Revealed: the eye-watering spending cuts to come
At the IFS briefing on what the parties are NOT telling you about their cuts plans.
Here in percentage terms (after factoring in fixed costs and manifesto pledges) are the degree to which the IFS thinks you are in the dark: you don’t know 87 per cent of the cuts Labour would have to make if they stuck to their election promises, 82 per cent of the Tory cuts that would come your way, 74 per cent of the cuts the Lib Dems would have to make.
And this was meant to be the election for reconnecting with the voters and rebuilding trust. What does it say about the mandates parties have to inflict pain and the issues of social solidarity?
Earlier at Labour’s press conference, Sky’s Adam Boulton pretty well exploded at the party representatives – Peter Mandelson, Yvette Cooper and Ed Balls – over this and you have to wonder how many voters might do the same if they knew how much they’re being kept in the dark.

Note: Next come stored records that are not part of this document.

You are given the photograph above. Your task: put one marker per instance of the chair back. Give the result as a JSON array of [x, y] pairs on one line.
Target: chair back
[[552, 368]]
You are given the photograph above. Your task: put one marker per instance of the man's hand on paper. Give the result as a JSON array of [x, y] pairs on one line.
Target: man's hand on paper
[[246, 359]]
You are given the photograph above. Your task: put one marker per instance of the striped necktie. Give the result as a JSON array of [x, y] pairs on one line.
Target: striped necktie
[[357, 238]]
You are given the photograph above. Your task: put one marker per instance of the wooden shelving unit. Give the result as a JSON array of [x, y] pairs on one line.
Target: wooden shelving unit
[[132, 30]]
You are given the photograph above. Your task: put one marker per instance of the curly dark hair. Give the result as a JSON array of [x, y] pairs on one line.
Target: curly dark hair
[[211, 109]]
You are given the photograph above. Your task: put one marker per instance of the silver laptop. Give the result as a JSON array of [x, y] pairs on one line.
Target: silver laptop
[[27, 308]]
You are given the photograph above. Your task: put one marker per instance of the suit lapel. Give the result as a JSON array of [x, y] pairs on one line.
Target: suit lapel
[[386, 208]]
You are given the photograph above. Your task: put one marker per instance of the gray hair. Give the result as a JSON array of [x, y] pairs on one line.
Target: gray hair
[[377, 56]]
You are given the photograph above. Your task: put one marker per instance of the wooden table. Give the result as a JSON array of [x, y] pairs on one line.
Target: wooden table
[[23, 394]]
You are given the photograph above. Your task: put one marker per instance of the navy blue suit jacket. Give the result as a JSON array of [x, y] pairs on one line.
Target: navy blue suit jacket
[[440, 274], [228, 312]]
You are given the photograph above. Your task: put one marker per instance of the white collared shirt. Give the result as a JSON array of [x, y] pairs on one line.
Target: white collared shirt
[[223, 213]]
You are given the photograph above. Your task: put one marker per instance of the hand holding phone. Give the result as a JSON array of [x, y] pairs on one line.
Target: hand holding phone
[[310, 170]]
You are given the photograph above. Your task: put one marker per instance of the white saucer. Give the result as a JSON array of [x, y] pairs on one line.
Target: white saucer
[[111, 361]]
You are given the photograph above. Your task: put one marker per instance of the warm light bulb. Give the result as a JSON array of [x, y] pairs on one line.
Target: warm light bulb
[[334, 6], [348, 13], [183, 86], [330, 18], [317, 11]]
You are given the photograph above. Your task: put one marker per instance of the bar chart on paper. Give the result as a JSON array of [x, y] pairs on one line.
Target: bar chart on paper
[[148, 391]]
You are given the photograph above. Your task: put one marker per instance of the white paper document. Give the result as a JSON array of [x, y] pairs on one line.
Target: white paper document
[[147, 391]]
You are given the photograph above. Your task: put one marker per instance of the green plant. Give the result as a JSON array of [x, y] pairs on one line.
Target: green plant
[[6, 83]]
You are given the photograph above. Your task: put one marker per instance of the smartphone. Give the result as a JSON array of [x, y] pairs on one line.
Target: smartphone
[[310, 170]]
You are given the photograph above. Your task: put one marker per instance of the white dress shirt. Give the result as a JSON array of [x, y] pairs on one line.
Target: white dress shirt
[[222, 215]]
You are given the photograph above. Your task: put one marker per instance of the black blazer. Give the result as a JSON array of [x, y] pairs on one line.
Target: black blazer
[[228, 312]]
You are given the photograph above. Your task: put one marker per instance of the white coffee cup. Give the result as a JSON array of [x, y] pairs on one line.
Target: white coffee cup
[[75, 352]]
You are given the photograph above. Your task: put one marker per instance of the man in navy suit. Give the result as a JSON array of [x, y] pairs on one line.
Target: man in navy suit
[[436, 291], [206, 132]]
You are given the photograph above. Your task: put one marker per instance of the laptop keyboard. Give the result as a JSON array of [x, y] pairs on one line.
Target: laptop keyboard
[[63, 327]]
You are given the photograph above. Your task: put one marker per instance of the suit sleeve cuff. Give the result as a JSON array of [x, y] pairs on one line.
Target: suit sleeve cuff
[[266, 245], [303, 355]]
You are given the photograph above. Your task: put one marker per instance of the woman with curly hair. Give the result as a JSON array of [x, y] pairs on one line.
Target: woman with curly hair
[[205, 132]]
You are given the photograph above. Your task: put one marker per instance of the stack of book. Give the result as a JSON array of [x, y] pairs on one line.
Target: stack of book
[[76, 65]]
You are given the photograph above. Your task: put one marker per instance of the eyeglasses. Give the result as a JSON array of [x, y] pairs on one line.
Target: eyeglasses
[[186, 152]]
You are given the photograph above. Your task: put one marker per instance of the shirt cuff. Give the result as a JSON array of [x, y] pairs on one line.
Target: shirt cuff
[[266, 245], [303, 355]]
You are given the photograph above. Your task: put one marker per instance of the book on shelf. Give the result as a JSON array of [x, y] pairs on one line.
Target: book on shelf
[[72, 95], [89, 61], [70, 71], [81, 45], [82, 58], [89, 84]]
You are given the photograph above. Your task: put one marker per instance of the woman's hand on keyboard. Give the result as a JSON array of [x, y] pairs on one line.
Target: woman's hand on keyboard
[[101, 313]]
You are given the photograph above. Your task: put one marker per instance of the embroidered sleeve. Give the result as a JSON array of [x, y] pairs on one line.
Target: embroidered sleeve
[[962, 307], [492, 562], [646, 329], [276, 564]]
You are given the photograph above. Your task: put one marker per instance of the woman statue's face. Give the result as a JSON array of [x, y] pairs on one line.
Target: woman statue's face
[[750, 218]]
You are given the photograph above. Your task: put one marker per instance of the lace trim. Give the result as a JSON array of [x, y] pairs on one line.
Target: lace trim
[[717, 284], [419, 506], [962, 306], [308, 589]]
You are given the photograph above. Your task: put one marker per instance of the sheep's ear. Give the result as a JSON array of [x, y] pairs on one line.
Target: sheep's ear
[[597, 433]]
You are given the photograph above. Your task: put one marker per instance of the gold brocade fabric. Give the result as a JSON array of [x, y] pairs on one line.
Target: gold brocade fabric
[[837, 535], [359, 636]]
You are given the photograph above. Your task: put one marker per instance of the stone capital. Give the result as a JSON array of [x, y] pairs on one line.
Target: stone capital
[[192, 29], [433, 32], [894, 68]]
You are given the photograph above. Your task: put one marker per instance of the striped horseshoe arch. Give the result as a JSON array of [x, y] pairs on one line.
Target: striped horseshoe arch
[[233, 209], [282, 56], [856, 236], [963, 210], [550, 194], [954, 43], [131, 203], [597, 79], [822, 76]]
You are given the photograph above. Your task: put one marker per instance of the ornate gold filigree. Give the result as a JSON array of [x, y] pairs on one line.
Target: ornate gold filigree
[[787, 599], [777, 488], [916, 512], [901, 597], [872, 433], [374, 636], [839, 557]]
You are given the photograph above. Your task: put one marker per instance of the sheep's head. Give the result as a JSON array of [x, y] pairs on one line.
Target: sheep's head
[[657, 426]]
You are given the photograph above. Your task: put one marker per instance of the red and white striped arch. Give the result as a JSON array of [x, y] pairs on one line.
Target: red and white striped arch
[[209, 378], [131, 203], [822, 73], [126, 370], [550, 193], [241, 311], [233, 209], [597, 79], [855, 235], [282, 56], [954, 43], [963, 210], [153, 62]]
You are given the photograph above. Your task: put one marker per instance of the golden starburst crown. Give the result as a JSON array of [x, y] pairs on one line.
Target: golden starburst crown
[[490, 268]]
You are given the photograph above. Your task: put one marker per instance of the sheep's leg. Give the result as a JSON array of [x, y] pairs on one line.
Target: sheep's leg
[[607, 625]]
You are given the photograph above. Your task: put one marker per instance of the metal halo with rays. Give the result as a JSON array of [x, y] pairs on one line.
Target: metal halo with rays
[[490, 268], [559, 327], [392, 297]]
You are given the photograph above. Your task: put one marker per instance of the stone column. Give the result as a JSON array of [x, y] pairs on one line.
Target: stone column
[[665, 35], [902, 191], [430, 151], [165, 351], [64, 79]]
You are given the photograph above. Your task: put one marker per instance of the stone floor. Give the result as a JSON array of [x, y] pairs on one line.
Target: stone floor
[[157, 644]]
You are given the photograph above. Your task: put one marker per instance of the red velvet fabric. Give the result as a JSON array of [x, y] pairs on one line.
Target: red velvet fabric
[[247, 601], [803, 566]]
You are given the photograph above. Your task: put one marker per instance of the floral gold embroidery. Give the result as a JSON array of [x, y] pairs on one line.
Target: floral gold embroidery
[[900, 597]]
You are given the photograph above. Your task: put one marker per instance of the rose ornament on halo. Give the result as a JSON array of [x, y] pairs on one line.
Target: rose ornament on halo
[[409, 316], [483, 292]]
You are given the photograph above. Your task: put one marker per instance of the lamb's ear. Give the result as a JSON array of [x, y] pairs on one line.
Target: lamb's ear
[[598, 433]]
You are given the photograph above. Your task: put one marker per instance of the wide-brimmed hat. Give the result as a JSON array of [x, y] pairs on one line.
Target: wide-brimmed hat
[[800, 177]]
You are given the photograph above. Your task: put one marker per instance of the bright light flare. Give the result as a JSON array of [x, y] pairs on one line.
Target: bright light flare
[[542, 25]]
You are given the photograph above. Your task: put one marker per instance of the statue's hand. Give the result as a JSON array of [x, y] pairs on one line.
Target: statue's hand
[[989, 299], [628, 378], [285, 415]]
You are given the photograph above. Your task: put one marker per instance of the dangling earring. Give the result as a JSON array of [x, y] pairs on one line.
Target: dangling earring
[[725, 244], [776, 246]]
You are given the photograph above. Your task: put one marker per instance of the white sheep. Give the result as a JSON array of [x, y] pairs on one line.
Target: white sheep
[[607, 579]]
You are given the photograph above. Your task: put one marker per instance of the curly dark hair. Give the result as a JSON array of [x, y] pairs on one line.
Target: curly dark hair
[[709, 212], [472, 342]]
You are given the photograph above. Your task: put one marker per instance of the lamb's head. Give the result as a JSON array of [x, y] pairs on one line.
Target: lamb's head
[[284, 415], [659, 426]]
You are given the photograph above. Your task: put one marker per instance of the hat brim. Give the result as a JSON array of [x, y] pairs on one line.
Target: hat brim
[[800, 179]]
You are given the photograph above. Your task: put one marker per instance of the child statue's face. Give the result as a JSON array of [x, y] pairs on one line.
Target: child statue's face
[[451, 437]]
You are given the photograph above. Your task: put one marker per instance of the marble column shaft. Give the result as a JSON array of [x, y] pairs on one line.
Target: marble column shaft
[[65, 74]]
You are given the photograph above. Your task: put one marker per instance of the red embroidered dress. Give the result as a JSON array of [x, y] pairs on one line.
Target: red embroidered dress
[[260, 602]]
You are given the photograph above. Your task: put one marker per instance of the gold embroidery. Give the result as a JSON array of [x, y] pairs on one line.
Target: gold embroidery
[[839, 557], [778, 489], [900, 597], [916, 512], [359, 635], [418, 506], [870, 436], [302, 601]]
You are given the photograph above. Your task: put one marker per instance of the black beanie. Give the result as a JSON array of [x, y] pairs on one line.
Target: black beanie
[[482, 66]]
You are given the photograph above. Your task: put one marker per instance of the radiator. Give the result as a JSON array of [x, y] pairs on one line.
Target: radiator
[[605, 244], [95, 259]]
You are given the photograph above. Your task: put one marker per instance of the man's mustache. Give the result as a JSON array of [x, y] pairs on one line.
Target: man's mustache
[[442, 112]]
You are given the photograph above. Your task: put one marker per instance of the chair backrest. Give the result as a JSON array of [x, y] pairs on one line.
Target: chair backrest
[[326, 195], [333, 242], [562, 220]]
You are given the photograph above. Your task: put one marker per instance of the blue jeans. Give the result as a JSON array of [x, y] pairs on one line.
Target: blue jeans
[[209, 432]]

But the politicians will tell you privately that the Tory candour at their party conference last October about where some of the cuts would fall and their talk then of the age of austerity ahead appears to have driven quite a few voters away.
The IFS parks the biggest blame for this secrecy on the government for not going ahead with a full spending round which other parties would then have had to follow. But no one comes out smelling very good from this seminal brieifing on the pain the other side of the election curtain.